Professor Eltighani Elamin (PhD)
Freelance consultant
Senior food/agriculture policy & capacity development specialist
Khartoum,  Sudan


George Kent University of Hawai'i (Emeritus), United States of America

To help get this conversation started, I would like to point out a study I did in 2003 for FAO: “Fish Trade, Food Security, and the Human Right to Adequate Food”.
The abstract reads:

 “In global fish trade, large volumes of fish are exported from poorer countries to richer countries. This trade can affect food security in different ways for different parties, depending on the particular local circumstances. In assessing the impacts of fisheries trade on food security, it is important to distinguish among the impacts on fish workers and their communities, on the general population, and on the poor, who are the most vulnerable to malnutrition. The benefits of fisheries trade are likely to be enjoyed primarily by those whose are already well off. The poor may benefit, but they may also be hurt. At times the harm may be quite direct, as when fish on which they had depended for their diet is diverted to overseas markets. At times the impacts may be indirect, as when export oriented fisheries deplete or otherwise harm fisheries that had traditionally been used to provide for local consumption. Export-oriented fisheries may divert resources such as labor and capital away from production for local consumption. Fish workers may benefit from new export oriented fisheries if they participate in them, but in some cases these workers are simply displaced from their traditional livelihoods. The human right to adequate food is now well articulated in international human rights law. Under this law, national governments and other agencies are required to respect, protect, facilitate, and fulfill the right to adequate food. This means that public agencies that oversee the management of fisheries, including fish trade, are obligated to assure that these activities contribute to the achievement of food security, especially for those who are most vulnerable to malnutrition. To this end, it would be useful for the international community to provide guidance on how this can be done. The Code of Conduct for Responsible Fisheries could be elaborated to provide this guidance, giving particular attention to the impacts of fish trade on food security.”

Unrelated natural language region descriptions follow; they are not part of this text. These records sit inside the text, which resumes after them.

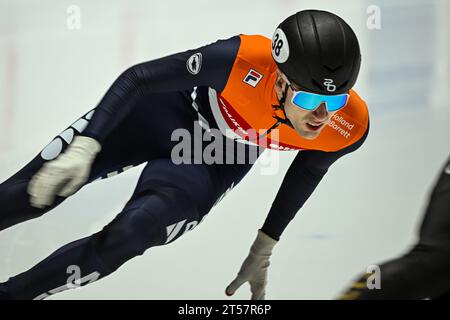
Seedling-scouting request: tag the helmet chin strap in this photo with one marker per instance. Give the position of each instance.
(280, 121)
(285, 121)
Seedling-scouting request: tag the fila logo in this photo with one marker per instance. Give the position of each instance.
(174, 229)
(252, 78)
(329, 84)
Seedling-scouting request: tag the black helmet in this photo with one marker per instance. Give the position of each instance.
(317, 51)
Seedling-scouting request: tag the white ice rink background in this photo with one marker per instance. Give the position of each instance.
(365, 210)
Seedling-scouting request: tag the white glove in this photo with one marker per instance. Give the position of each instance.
(64, 175)
(254, 268)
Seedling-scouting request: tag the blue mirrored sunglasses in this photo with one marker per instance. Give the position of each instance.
(311, 101)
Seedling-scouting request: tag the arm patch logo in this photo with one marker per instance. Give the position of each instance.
(194, 63)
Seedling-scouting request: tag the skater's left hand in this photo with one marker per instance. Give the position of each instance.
(254, 268)
(64, 175)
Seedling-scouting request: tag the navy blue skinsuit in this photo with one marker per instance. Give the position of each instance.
(134, 122)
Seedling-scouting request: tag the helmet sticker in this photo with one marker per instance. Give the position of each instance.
(329, 84)
(280, 46)
(194, 63)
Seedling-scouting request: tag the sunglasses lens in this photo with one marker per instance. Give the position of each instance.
(310, 101)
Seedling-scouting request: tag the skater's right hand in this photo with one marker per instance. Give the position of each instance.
(64, 175)
(254, 269)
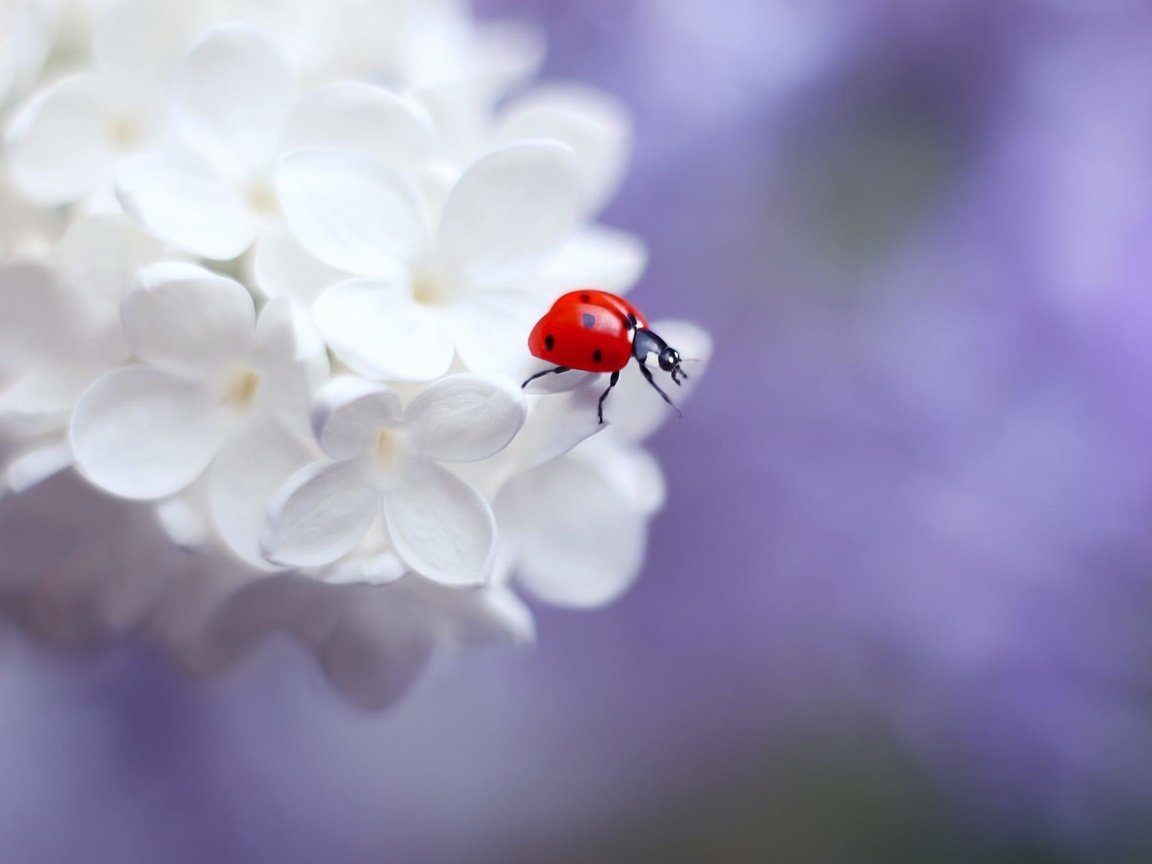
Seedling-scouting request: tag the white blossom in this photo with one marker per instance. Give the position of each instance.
(205, 203)
(430, 290)
(385, 463)
(217, 389)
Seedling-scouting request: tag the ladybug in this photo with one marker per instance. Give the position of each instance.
(599, 332)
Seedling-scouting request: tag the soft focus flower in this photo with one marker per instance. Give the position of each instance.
(206, 205)
(386, 464)
(426, 296)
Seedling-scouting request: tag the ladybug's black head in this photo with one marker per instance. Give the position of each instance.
(669, 362)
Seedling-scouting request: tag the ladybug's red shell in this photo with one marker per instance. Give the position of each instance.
(603, 298)
(590, 331)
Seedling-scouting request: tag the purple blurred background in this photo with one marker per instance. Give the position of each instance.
(897, 606)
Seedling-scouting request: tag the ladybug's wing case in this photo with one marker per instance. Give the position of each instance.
(584, 336)
(601, 298)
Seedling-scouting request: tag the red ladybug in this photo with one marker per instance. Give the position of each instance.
(599, 332)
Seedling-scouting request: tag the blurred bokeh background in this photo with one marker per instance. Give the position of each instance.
(897, 606)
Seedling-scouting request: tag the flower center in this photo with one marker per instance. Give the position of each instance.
(240, 387)
(126, 134)
(387, 449)
(427, 290)
(262, 198)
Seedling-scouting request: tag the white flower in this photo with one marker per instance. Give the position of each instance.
(432, 287)
(60, 331)
(575, 529)
(386, 464)
(217, 389)
(230, 103)
(411, 232)
(66, 142)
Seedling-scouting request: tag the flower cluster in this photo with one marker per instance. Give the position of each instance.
(268, 274)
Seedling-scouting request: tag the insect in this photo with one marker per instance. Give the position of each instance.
(599, 332)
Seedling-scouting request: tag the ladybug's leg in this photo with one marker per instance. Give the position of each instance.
(612, 383)
(650, 379)
(558, 370)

In 2012 the UN’s Special Rapporteur on the Right to Food presented a report to the General Assembly giving a broader perspective on the right to food in relation to fisheries, available at

These documents raise some of the issues that should be considered in the forthcoming HLPE report on The Role of Sustainable Fisheries and Aquaculture for Food Security and Nutrition.

Aloha, George Kent

Alfredo Quarto Mangrove Action Project, United States of America

Dear Friends at CFS-HLPE,

I have some serious concerns about the future composition of your proposed study team addressing the stated theme “The Role of Sustainable Fisheries and Aquaculture for Food Security and Nutrition.” For one thing, I urge you to include representation on this team of artisenal fishers from local communities and Indigenous Peoples affected by industrial style aquaculture to ensure their voices are heard in regards to the food security issues.

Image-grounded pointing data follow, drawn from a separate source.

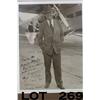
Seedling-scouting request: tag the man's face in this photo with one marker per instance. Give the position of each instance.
(52, 13)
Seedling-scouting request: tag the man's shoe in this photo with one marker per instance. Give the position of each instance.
(47, 85)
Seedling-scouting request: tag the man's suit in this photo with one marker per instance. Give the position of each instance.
(50, 42)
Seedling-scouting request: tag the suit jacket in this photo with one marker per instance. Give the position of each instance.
(48, 39)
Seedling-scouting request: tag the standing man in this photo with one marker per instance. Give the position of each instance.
(50, 40)
(30, 27)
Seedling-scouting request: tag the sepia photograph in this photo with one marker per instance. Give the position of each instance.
(50, 46)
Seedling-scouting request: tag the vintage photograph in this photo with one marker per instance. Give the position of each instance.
(50, 46)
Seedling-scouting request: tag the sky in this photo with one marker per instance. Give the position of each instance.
(26, 16)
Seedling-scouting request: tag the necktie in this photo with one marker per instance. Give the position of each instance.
(51, 25)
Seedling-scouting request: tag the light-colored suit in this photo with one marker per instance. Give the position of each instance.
(50, 42)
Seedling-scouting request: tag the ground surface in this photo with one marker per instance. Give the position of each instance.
(32, 74)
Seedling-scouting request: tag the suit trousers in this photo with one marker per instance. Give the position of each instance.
(56, 59)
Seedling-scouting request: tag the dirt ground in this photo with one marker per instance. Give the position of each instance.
(31, 65)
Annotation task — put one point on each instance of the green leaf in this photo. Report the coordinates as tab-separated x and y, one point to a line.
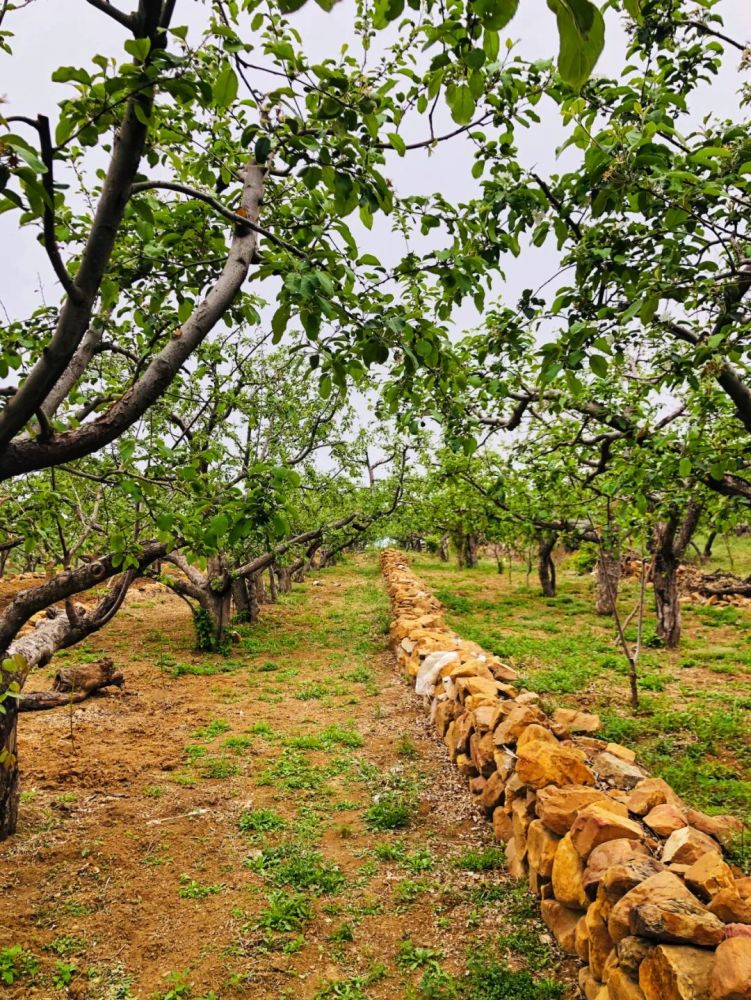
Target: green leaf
581	32
225	86
461	103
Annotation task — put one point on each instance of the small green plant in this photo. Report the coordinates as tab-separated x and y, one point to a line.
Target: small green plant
412	956
16	964
390	811
63	974
481	859
190	889
405	747
211	730
285	911
260	821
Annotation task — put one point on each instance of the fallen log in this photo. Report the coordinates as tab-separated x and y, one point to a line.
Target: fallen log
73	685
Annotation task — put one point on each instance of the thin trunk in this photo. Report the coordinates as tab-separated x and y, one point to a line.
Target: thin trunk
443	548
608	579
545	564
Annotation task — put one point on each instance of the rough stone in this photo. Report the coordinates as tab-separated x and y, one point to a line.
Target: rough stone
665	819
534	731
622	878
541	763
680	921
598	823
687	845
568	872
510	729
723	828
562	922
663	887
567	721
631	953
613	852
541	848
731	973
600	941
730	907
650	793
710	874
676	972
622	987
502	826
558	807
617	771
620	751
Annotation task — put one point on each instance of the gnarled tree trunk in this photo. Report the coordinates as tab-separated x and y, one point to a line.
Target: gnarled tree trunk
669	542
608	577
545	564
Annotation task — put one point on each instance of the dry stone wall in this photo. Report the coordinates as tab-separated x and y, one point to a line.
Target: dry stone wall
631	880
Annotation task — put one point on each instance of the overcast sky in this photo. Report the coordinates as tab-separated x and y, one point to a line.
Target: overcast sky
50	33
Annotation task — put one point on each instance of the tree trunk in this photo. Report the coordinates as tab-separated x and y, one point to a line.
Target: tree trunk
471	542
545	564
665	582
608	579
241	599
9	774
443	548
708	544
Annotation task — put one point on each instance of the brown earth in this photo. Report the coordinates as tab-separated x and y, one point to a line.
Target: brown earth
129	810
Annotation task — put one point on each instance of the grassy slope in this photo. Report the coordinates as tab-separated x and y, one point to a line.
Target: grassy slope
286	826
693	723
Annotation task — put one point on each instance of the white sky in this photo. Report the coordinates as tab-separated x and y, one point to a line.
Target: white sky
50	33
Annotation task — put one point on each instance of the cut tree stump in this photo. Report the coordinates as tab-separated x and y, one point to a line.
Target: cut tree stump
72	685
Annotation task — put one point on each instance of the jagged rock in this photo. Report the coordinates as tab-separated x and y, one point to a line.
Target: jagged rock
568	872
622	878
676	920
617	771
650	793
517	866
687	845
541	763
620	751
722	828
731	974
534	731
598	823
663	887
676	972
588	985
600	941
707	876
502	826
541	848
492	793
730	907
510	729
569	722
614	852
665	819
631	953
622	987
557	807
561	921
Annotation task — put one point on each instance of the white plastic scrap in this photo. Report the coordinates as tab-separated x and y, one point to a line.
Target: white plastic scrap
431	666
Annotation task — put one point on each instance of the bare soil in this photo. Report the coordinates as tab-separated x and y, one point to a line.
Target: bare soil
132	803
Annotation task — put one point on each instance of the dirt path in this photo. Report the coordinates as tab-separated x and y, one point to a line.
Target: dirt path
280	824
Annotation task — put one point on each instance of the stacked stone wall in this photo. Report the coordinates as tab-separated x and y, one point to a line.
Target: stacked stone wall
631	880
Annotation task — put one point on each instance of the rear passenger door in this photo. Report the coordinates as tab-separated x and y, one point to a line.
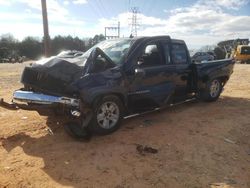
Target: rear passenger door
180	60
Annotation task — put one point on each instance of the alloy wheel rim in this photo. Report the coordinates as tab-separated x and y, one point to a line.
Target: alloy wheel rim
108	115
214	88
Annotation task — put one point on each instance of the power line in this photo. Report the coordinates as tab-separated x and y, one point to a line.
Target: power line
45	29
116	29
134	19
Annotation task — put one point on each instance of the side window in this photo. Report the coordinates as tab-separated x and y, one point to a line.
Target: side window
151	56
179	54
166	53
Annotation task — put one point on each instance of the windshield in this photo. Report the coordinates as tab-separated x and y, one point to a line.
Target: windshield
115	49
245	50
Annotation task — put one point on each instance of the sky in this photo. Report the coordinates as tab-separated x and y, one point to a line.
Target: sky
198	22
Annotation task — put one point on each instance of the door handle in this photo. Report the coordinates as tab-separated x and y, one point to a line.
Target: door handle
140	72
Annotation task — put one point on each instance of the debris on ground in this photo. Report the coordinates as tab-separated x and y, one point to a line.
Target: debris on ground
50	131
229	141
145	149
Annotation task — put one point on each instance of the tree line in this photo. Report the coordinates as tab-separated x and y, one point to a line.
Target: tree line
32	47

Furthermore, I urge your candidature list to include representative regional members of community-based NGOs from the Global South where the majority of industrial aquaculture developments take place.

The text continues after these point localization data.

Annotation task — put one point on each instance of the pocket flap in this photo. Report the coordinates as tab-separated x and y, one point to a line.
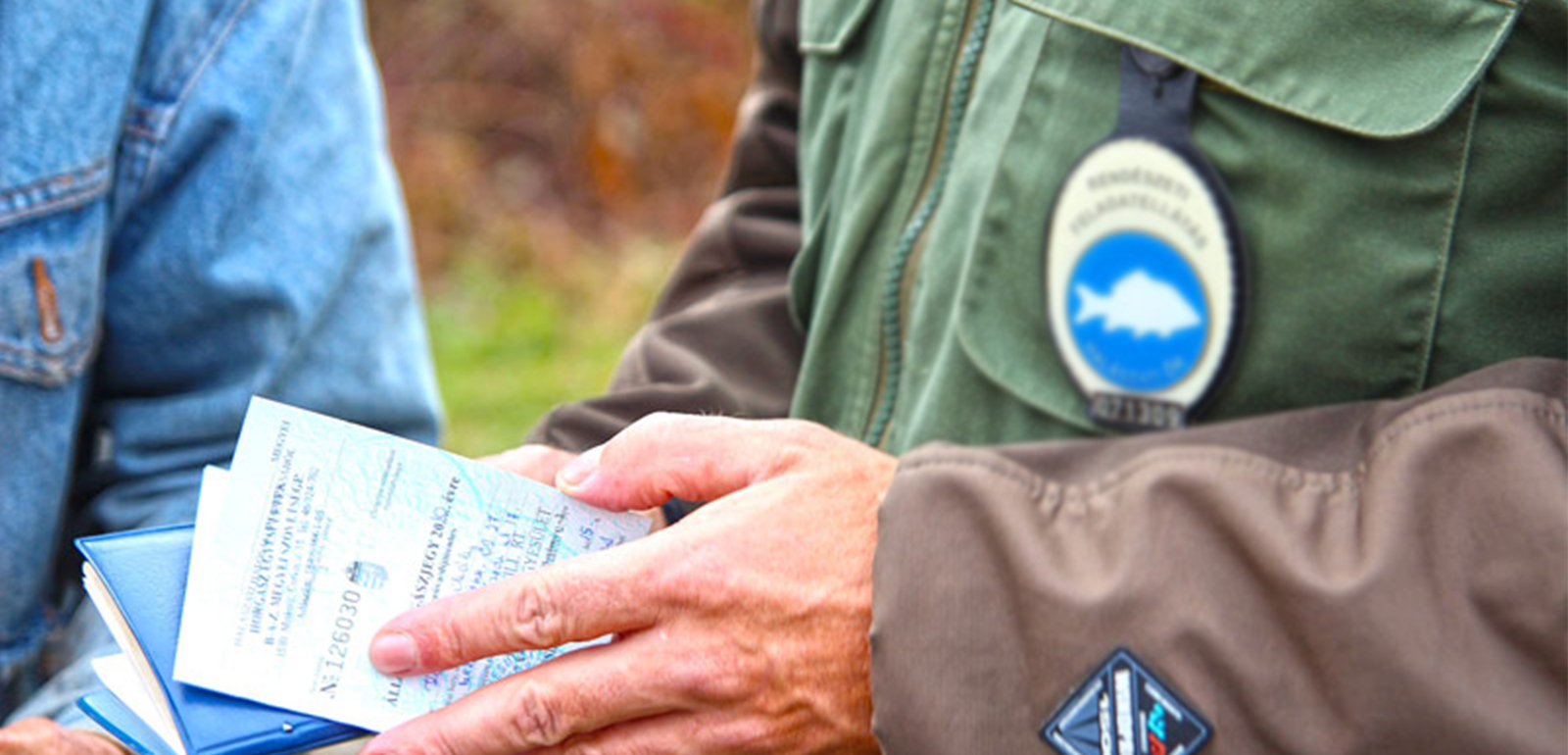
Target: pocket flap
828	25
1379	70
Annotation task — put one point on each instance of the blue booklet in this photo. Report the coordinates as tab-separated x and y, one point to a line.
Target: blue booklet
137	581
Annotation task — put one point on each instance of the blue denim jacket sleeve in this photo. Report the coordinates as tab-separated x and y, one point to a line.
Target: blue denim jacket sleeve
235	227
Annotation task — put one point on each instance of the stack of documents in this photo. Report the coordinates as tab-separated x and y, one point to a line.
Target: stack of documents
320	532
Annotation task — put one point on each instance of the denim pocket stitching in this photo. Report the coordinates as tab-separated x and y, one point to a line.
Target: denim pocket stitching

And, I urge that your study team begin by clearly defining the term “food security” whose meaning has been misconstrued as to what it really signifies and for whom it truly applies. In my 21 years working with Mangrove Action Project on these complex and troublesome issues, I have seen the food security of the importing nations being enhanced, but at the terrible costs to food security in the producer nations. Too often, in relation to farmed shrimp or salmon, so-called food security in the importing nations signifies food insecurity in the producer nations.